Sara Sihelnik: Omnichannel im Programmatic Advertising bedeutet, dass alle Kanäle nahtlos integriert und synchronisiert werden, um eine konsistente, personalisierte und datengetriebene Customer Journey zu ermöglichen. Bei einem klassischen Multichannel-Ansatz hingegen wird jeder Kanal individuell betrachtet. Im Gegensatz dazu sorgt Omnichannel für eine kohärente Nutzerfahrung über alle Touchpoints hinweg. Aber man muss genau hinschauen, das Schlagwort ist sehr beliebt. Oft wird Omnichannel beworben, aber tatsächlich handelt es sich nur um fragmentiertes Inventar mit einem schicken Etikett.
ADZINE: Warum ist ein echter Omnichannel-Ansatz mittlerweile so wichtig für Marken und Werbetreibende?

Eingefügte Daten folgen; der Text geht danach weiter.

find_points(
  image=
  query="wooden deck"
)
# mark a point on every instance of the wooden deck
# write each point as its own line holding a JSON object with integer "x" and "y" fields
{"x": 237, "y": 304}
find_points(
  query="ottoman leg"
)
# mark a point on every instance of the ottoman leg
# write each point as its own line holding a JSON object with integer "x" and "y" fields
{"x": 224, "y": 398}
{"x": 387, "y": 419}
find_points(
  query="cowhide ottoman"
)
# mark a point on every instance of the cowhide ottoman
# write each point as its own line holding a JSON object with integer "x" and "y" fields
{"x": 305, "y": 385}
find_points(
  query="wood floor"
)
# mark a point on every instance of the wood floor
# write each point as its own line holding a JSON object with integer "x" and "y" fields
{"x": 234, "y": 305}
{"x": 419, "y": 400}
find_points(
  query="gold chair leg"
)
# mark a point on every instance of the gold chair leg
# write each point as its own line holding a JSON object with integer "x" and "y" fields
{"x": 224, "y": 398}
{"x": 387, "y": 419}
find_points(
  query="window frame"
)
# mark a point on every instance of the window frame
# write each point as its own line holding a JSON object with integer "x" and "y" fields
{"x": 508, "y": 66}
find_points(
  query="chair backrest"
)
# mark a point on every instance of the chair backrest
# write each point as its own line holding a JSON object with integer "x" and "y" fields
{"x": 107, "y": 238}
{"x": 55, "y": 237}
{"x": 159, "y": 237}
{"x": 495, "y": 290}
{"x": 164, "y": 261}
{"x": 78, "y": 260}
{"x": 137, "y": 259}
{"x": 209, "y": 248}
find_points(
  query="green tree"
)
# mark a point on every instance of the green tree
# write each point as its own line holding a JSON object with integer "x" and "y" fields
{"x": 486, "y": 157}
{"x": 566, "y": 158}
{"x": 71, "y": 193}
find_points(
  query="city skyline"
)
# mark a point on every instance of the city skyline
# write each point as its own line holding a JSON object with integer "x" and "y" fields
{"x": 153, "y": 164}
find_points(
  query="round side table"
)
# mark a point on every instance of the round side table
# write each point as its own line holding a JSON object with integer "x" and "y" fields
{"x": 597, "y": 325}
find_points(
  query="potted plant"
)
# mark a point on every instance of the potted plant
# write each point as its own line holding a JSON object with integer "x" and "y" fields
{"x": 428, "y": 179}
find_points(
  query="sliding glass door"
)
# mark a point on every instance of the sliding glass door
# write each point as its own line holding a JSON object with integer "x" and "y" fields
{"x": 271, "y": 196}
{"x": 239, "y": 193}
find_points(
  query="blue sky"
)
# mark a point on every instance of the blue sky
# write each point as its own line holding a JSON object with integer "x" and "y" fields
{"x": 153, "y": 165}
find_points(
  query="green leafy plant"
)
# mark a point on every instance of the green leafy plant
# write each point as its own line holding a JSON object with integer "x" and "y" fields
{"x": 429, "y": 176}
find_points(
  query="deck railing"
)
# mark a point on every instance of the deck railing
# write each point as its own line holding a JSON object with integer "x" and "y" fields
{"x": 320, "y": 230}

Sihelnik: Das ist im Konsumverhalten begründet. Laut neusten Studien nutzen 70 Prozent der Käufer mehrere Kanäle, um einen einzigen Kauf oder Buchung zu tätigen. Nahezu alle dieser Kunden erwarten auch eine konsistente Interaktion über alle diese Kanäle hinweg. Die Konsumenten bewegen sich hochdynamisch zwischen den verschiedenen Kanälen und Endgeräten. Ein isolierter Ansatz, wie beim Multi-Channel, führt zu einer ineffizienten Werbeausspielung. Wenn das Targeting jedoch über mehrere Kanäle stattfindet, ist die Wirkung deutlich größer. Es ist enorm wichtig, dass man die Werbe-Frequenz über alle Kanäle hinweg harmonisiert.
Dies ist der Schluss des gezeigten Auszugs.